Déchets : la stratégie payante de Nantes et sa région

Le 29/08/2011 à 23:39  

Déchets : la stratégie payante de Nantes et sa région
Jean-Marc Ayrault La ville de Nantes, qui reçoit pour la première fois les Assises Nationales des Déchets (les 14 et 15 septembre prochains), développe une stratégie très offensive matière de recyclage, conjuguant investissements, services et pédagogie citoyenne... Une stratégie qui s’intègre à son label de Capitale verte de l'Europe en 2013 (voir notre article). De façon plus large, les Pays de la Loire ne sont pas en reste. L’équipe du Conseil Régional est mobilisée sur le sujet des déchets et compte plusieurs élus référents pour ce thème, comme Eric Thouzeau et Sophie Bringuy. Jean-Marc Ayrault (Député-Maire et Président de la Communauté urbaine de Nantes) et Jacques Auxiette (Président du Conseil Régional des Pays de la Loire) nous expliquent tout...
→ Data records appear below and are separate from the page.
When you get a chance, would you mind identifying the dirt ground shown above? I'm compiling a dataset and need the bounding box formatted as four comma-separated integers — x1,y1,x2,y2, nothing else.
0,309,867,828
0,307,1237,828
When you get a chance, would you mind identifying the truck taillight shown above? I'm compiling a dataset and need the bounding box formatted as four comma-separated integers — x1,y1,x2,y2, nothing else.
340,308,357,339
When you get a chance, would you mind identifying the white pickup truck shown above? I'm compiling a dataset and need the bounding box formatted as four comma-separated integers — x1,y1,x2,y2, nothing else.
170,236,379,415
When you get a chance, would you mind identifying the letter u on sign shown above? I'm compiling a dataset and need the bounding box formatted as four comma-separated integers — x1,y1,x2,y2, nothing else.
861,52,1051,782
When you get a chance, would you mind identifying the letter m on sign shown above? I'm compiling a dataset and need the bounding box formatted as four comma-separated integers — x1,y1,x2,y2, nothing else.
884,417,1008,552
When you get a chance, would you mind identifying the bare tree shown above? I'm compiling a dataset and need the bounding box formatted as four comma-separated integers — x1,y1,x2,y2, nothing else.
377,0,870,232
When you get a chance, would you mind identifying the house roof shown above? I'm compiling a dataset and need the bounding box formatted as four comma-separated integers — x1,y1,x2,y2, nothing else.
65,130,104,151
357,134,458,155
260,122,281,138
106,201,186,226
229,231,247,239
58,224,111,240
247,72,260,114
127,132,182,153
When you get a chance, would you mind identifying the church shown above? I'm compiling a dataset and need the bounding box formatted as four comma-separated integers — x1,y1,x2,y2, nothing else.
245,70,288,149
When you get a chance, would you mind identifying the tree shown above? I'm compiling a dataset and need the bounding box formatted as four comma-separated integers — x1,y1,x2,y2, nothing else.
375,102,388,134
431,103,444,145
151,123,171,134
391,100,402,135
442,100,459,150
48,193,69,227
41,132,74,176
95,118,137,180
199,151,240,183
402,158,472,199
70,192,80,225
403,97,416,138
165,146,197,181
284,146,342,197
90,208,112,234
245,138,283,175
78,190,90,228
 23 des 24 communes de Nantes Métropole disposent du tri sélectif des déchets ménagers en porte en porte. Par ailleurs, l'agglomération dispose d’un réseau de 12 déchèteries et 4 écopoints. Une fois triés, les déchets sont soit incinérés pour produire de l’énergie, soit recyclés. En 2009, près de 17 000 tonnes de verre ont été collectées et recyclées sur le territoire de Nantes Métropole. Quelques indicateurs rendent compte de la progression de la collecte sélective et de l’optimisation du recyclage : 0% de déchets biodégradables mis en décharge depuis 1999 ; un taux de recyclage passé de 22% en 1999 à 38% en 2009 ; une diminution de la quantité de déchets incinérés.

 Quelles sont les caractéristiques de la "stratégie déchets" de Nantes, reconnues par le label de Capitale verte ?

Jean-Marc Ayrault : Le jury qui a élu Nantes Capitale verte de l’Europe en 2013 a souligné les résultats obtenus par l'agglomération en matière de gestion des déchets. Le taux de recyclage en hausse, la quantité de déchets incinérés en baisse : tous les indicateurs démontrent que nos efforts sont payants et que nous nous donnons les moyens pour atteindre l’objectif de -5 kg/an/habitant fixé dans notre Plan Climat. Pour poursuivre cette ambition, nous avons adopté en 2009 notre premier Plan Déchets : de la prévention à la valorisation, en passant par la collecte, le tri et le traitement, nous agissons sur tous les fronts pour faire de nos déchets une ressource.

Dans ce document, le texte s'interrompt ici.